To increase your level of activity, do the following:
- Exercise for about 150 minutes every week
- Keep moving
A behavior modification program can assist you in making lifestyle adjustments and losing and maintaining weight loss. Examining your existing routines to see what circumstances, stresses, or situations may have contributed to your obesity is among the steps to follow.
Every person is different and faces varying challenges when it comes to weight management. This includes a lack of exercise time and late-night snacking. Make modifications to your behavior that are specific to your problems.
The following are examples of behavior modification, often known as behavioral therapy:
Counseling: Working with a mental health specialist can be beneficial in addressing behavioral and emotional problems associated with feeding.
Support groups: Joining a support group with people facing similar obesity problems is beneficial.

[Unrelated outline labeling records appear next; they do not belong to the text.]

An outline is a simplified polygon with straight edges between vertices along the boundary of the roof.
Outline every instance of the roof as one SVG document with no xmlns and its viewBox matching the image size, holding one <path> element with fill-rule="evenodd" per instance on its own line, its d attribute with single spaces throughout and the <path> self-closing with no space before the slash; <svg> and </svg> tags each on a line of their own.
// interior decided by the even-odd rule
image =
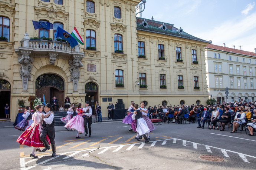
<svg viewBox="0 0 256 170">
<path fill-rule="evenodd" d="M 232 49 L 232 48 L 229 48 L 212 44 L 208 44 L 207 46 L 204 47 L 204 49 L 212 49 L 213 50 L 222 51 L 223 51 L 228 52 L 230 53 L 244 55 L 245 56 L 256 57 L 256 53 L 255 53 L 253 52 L 247 51 L 246 51 L 240 50 L 238 49 Z"/>
<path fill-rule="evenodd" d="M 163 23 L 154 20 L 146 19 L 138 17 L 136 17 L 137 25 L 137 30 L 142 31 L 146 31 L 153 33 L 160 34 L 170 36 L 182 38 L 190 40 L 198 41 L 204 43 L 210 43 L 208 41 L 201 39 L 199 38 L 193 36 L 183 31 L 183 34 L 180 34 L 176 31 L 179 29 L 173 26 L 174 24 L 169 24 L 168 23 Z M 147 21 L 148 23 L 147 27 L 144 27 L 141 24 L 144 20 Z M 165 31 L 159 28 L 162 26 L 163 23 L 166 26 L 167 29 Z"/>
</svg>

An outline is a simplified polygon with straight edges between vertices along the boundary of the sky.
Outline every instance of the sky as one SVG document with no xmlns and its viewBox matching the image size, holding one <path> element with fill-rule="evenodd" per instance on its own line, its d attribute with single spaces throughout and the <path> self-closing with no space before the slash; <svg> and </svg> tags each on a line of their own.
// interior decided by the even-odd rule
<svg viewBox="0 0 256 170">
<path fill-rule="evenodd" d="M 212 44 L 255 52 L 256 0 L 147 0 L 142 17 L 174 24 Z M 143 10 L 142 7 L 142 10 Z"/>
</svg>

Weight-loss surgical procedure:
Weight-loss surgery, commonly known as bariatric surgery, could be an alternative for some people. The procedure can either restricts the amount of food you can eat comfortably or reduces food and calorie absorption, or sometimes both. Although weight-loss surgery has the highest potential of helping you lose the most weight, it also comes with a lot of risks.

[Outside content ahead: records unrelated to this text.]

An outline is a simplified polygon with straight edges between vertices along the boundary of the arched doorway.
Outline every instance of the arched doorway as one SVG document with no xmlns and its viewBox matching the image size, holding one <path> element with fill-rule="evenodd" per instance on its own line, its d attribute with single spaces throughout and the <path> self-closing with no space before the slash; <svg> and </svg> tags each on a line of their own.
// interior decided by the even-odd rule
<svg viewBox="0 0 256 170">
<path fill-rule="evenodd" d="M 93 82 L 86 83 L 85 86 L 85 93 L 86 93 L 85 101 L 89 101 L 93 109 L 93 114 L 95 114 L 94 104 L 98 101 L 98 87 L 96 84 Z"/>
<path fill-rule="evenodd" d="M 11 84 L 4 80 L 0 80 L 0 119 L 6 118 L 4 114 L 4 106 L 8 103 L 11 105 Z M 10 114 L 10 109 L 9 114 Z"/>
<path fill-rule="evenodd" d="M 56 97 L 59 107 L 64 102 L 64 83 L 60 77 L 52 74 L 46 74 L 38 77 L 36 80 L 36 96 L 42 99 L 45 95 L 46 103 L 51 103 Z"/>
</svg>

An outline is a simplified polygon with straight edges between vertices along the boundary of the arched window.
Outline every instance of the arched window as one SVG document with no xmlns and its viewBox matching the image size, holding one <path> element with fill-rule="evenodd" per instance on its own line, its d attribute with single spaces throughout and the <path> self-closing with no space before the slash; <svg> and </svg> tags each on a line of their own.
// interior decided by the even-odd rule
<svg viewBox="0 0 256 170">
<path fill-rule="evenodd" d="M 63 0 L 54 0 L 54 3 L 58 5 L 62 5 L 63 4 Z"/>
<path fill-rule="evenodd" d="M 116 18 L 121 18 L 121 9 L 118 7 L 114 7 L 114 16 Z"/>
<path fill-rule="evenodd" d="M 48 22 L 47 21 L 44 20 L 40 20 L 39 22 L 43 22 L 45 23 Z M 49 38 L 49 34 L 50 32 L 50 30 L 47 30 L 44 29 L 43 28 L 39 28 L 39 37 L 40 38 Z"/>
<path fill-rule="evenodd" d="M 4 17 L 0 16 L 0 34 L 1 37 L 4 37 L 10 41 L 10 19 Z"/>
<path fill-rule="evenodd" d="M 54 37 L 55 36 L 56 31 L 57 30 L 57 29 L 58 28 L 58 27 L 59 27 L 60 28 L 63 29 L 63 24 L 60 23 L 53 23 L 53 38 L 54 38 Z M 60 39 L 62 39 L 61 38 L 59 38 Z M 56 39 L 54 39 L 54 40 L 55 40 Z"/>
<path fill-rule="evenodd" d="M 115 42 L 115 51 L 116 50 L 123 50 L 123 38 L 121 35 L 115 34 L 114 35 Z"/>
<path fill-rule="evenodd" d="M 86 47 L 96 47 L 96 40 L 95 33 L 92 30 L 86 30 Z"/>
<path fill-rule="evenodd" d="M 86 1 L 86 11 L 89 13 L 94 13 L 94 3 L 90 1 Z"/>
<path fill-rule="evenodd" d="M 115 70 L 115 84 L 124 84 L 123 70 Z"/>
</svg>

Obesity is a situation where one has excess body fat. It develops as a result of a variety of factors. Some people's genetic features can make them more vulnerable.
According to physicians, one can reduce obesity risk by adopting a healthy diet with plenty of fresh foods and exercising regularly. Those with a hereditary predisposition to the problem, on the other hand, may find it more difficult to maintain a healthy weight.